Cross-border logistics facilities along the U.S.-Mexico trade corridor are among the most operationally complex assets in the industrial sector right now. When a sponsor came to us needing bridge financing for a distribution facility in El Paso's Upper Valley industrial zone, the demand story was easy to tell. Getting a lender comfortable enough to close was a different matter entirely.

The Deal

The sponsor controlled a cross dock industrial facility in El Paso positioned directly within the freight ecosystem feeding the Zaragoza International Bridge, one of the highest-volume commercial crossings on the southern border. The building was purpose-built for cross-border freight movement: a cross dock configuration, a deep trailer staging yard, and customs-adjacent infrastructure that made it operationally efficient for a single anchor tenant handling U.S.-Mexico freight flows at scale.

The ask was $22,000,000 in bridge financing. The facility was not yet stabilized, and the sponsor needed to close quickly. A conventional permanent loan was not on the table at this stage, but the sponsor needed enough runway to season occupancy, demonstrate trailing net operating income, and position the asset for a life company or conduit takeout. The goal was straightforward: get to the finish line without burning six months in a bank credit committee process.

The Challenge

El Paso's industrial market has gotten tight. Nearshoring activity across the Juarez maquiladora corridor has driven absorption and pushed vacancy down to levels that would make any lender pay attention. The macro story is compelling. The problem is that macro stories do not underwrite specific collateral, and this collateral came with a set of characteristics that conventional lenders were not equipped to process quickly.

Three things made this deal genuinely hard to place.

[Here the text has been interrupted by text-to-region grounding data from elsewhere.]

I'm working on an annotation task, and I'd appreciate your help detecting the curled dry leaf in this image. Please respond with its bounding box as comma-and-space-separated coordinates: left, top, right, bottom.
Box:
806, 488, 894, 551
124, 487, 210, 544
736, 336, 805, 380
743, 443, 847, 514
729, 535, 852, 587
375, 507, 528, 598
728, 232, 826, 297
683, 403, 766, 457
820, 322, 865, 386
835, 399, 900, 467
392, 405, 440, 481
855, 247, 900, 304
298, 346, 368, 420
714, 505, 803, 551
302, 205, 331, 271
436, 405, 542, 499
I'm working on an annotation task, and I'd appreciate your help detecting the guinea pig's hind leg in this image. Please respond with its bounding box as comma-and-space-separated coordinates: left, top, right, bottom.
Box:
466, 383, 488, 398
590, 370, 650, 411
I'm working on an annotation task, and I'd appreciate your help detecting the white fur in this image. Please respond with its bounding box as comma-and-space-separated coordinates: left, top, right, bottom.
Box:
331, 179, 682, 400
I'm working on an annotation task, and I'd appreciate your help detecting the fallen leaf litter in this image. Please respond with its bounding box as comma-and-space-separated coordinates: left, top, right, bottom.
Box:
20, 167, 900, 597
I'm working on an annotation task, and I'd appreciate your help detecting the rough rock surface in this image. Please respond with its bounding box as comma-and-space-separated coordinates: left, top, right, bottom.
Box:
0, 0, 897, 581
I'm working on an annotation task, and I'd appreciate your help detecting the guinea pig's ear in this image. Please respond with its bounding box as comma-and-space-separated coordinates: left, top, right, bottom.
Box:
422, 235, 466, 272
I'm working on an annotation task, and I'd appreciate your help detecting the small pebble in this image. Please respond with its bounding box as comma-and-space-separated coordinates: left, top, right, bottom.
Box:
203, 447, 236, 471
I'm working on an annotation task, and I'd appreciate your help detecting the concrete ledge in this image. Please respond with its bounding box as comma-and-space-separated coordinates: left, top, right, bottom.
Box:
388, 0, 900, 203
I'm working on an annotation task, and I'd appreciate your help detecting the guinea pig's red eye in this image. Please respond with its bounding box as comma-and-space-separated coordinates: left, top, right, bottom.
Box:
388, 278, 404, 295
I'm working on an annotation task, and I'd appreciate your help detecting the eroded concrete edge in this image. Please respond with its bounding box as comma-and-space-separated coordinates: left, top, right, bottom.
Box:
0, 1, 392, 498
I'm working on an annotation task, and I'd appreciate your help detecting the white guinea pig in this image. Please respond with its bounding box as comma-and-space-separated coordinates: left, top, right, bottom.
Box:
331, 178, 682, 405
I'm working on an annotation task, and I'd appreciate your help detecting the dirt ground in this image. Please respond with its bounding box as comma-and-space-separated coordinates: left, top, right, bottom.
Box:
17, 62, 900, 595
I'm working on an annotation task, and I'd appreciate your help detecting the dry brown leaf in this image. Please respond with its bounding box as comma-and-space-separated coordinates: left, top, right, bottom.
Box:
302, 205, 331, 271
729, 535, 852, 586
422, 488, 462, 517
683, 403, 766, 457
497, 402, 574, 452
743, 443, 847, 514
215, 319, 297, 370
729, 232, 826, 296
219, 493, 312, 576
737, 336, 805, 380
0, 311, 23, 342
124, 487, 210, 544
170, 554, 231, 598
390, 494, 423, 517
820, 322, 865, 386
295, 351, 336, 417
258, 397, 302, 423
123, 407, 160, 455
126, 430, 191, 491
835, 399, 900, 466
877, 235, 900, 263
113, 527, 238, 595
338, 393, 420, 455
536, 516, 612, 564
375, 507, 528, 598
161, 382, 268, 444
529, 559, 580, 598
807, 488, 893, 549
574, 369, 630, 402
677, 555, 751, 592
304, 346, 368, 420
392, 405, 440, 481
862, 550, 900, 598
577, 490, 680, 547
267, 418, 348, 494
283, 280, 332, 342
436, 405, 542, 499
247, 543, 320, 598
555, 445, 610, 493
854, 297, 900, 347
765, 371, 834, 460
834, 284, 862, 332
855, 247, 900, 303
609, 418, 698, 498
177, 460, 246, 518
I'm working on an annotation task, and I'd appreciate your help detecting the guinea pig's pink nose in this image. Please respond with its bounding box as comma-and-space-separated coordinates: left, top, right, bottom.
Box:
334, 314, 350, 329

First, the tenant concentration. A single cross-border freight operator occupied the building. For a lender underwriting a standard industrial deal, one tenant is manageable. For a lender trying to model downside scenarios on a facility with customs-adjacent improvements and CBP-driven operating requirements, one tenant is a problem. If that lease goes dark, the replacement tenant pool narrows considerably. You are not re-leasing a generic warehouse. You are re-leasing a building that was built around a specific operational use case tied to international trade flows.

Second, the improvements themselves. The cross dock configuration and staging infrastructure are real assets to the right operator. To a conventional bank or life company trying to assess liquidation value, they read as functional obsolescence risk. Specialized improvements mean a smaller buyer pool, and a smaller buyer pool means more collateral haircut in a stress scenario.

Third, the regulatory and policy layer. Facilities operating in this corridor have to account for CBP requirements that do not translate cleanly into standard loan covenant packages. Trade policy exposure is real and lenders without direct experience in this asset class tend to treat that exposure as unquantifiable risk, which is a short way of saying they pass.

The Solution

We went to the debt fund market, specifically targeting funds with demonstrable experience in cross-border industrial and logistics assets. The right lender for this deal was not going to be a bank or a life company at this stage. It needed to be a capital source that had already done the work to understand how these facilities operate, how the tenant base behaves, and what the replacement demand looks like if occupancy slips.

The loan was sized at roughly 65 to 70 percent of cost, which gave the lender a defensible basis in a market where the collateral story is strong but liquidity is still thinner than gateway industrial markets. We structured in an interest reserve to cover carry during the lease-up period and built milestone provisions around occupancy thresholds, so the sponsor had a clear path to satisfy conditions without being exposed to arbitrary lender discretion at the wrong moment.

The term was structured to give the sponsor enough runway to season the tenancy and accumulate trailing NOI that a life company or conduit lender could underwrite on a permanent basis. Floating rate, consistent with where the bridge market priced this type of execution. The close happened in weeks, not months.

The Outcome

The sponsor closed on schedule with capital from a lender that actually understood what it was financing. The interest reserve took near-term cash flow pressure off the table. The milestone structure gave both sides a shared framework for the lease-up period. And the loan basis and term leave a clear path to permanent financing once the asset performs its way into a more conventional underwriting box.

El Paso's border logistics market is not going to get less complicated as nearshoring continues. Sponsors operating in this corridor need capital partners who have worked through what these assets actually look like from a credit perspective. Finding the right lender is the job. The loan amount is just the result.